Overall, the performance of an SPR biosensor depends on both its optical characteristics as well as on the features of the surface modification [27]. It should be highlighted that the use of molecular imprinted technology presents advantages in stability and reproducibility, as widely described in the literature. To compensate for the lack of sensitivity in detecting low-molecular weight analytes, Matsui et al. have developed a gold nanoparticle-embedded molecularly imprinted polymer for sensitive and selective detection of small molecules on SPR sensors [28]. Moreover, Bereli et al. have utilized amine-functionalized gold nanoparticles captured by an anti-IgM-coated sensing surface of an SPR chip to perform reliable and sensitive detection of immunoglobulin M antibodies [29]. These systems represent an improvement over the standard SPR sensors in terms of sensitivity, however, they fail in part to comply with the principle of a label-free sensor due to the presence of gold nanoparticles.
This discussion highlights the compelling need for SPR-alternative biosensors that are able to produce reliable results for small molecule characterization, and various solutions have been proposed [4,30]. Among others, our group has recently developed a biosensing platform with small molecule sensitivity [5], which works with a single layer of probes immobilized on a polymeric coating [31], as better described in Section 4.

3. Epoxysilanization and SAM Monolayers

For label-free sensors not based on metal surfaces, the simplest and cheapest way to anchor molecules to a glass surface is to silanize the surface, in most cases by utilizing a bi-dimensional epoxysilane coating. Epoxysilane polymers, such as (3-glycidyloxypropyl)trimethoxysilane (GLYMO), have two functional ends which perform two different tasks: the silane groups bind covalently to plasma-activated silica surfaces by reacting with -OH groups, while the epoxy end reacts with amine groups in proteins or other amine-modified biomolecules, linking them to the surface.
The process of coating with epoxysilane polymers is both cost effective and relatively fast, it can be safely performed in any laboratory environment and does not require any particular expertise.
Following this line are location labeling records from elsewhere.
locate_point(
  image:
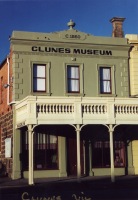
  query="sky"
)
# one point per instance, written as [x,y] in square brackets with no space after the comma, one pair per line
[90,16]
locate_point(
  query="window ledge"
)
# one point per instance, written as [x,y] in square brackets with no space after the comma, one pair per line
[107,95]
[74,94]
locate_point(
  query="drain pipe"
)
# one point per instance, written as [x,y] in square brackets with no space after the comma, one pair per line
[8,82]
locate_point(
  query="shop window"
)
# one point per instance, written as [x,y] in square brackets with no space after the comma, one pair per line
[74,79]
[101,150]
[45,151]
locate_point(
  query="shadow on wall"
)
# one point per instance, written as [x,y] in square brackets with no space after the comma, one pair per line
[2,170]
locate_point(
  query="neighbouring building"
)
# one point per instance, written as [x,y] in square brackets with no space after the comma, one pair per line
[66,105]
[133,70]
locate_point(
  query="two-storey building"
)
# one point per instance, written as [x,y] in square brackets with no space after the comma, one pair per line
[69,96]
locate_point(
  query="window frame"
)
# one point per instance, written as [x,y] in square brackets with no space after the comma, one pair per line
[47,78]
[81,89]
[37,78]
[112,80]
[45,151]
[102,148]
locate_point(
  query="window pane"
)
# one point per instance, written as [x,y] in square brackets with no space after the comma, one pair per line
[45,151]
[73,86]
[39,78]
[39,85]
[105,80]
[73,78]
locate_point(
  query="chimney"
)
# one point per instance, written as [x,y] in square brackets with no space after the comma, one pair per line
[117,23]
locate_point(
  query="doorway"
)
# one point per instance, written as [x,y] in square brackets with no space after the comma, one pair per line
[72,157]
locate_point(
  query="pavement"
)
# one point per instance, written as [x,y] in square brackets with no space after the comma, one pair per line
[70,188]
[129,181]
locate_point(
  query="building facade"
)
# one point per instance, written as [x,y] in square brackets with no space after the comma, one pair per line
[68,95]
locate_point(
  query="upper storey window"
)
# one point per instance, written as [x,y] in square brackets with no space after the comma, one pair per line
[39,78]
[105,80]
[73,79]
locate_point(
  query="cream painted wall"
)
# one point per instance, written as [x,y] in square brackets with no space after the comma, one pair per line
[135,155]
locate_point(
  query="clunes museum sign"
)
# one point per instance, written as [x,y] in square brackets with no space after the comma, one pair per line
[71,51]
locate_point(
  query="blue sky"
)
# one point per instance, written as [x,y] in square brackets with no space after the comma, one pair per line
[90,16]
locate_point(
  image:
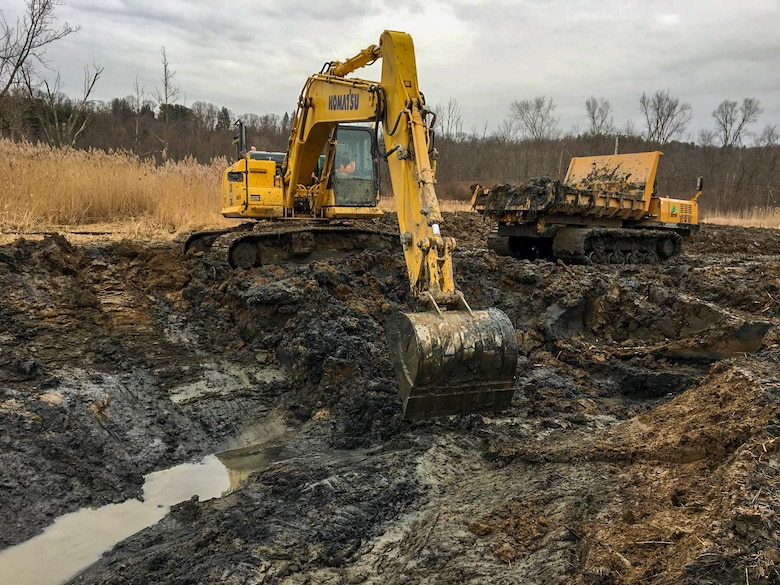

Hence, it remains one of the most commonly utilized functionalization methods in biosensing applications, despite having some pretty significant disadvantages. One of the main reported issues when dealing with epoxide coatings is surface inhomogeneity [32] as well as spot-to-spot variation [33]. Coffee ring effects have also been observed in some cases [32], causing uneven probe distribution across the spot. The majority of these problems can be correlated to the nature of the immobilization reaction on epoxide surfaces. Coating a glass surface with GLYMO will form a self assembled monolayer (SAM) of around ≈2 nm in thickness [31,33] that will react with the molecules’ primary amine groups to anchor them to the surface. The high reactivity and bi-dimensionality of the SAM implies that the probes will be strongly attracted to the surface, to the point that their structure might be distorted and their epitopes could be inaccessible for binding. This issue is particularly relevant when working with protein probes. Proteins can indeed be classified as soft proteins and hard proteins, which refers to their inclination to denaturate. If a protein contains a large number of disulfide bonds, it will be more resistant to denaturation, and it will be classified as a hard protein. One example of a hard protein is bovine serum albimin (BSA), commonly used as a model for protein-binding assays, which contains seventeen disulfide bonds. On the other hand, α -lactalbumin is identified as a soft protein, containing only four disulfide bonds [12]. Immunoglobulin G (IgG) is also a soft protein: most antibodies belong to this category, which highlights the importance of being able to efficiently handle this type of probe. Immobilizing soft proteins is obviously more complicated, due to their delicate structure, which requires particular care when strongly attaching them to a surface. Epoxide coatings are usually not ideal in this case, due to their tendency to strongly ”pull” the molecule towards the surface from multiple sides, and flatten it, unintentionally promoting denaturation [34].
Therefore, SAM-based epoxide coatings have opposite disadvantages with respect to dextran matrices: the reaction is not limited by diffusion, as long as the flow speed is above a certain limit [13]. However, the measured binding affinity will be inconsistent if the probes are denaturated, inhomogenously distributed, or unable to bind. The lack of tridimensionality in this case is an issue. Additives can be incorporated into spotting solutions to improve probe distribution [32], but there is still not a consensus in the literature on how to solve the structural distortion problem. Similarly to the case of the mass-transport for dextran chemistries, a number of models have been developed which take into account the impact of structural deformation and probe inaccessibility of immobilized molecules with respect to in-solution hybridization [31,35].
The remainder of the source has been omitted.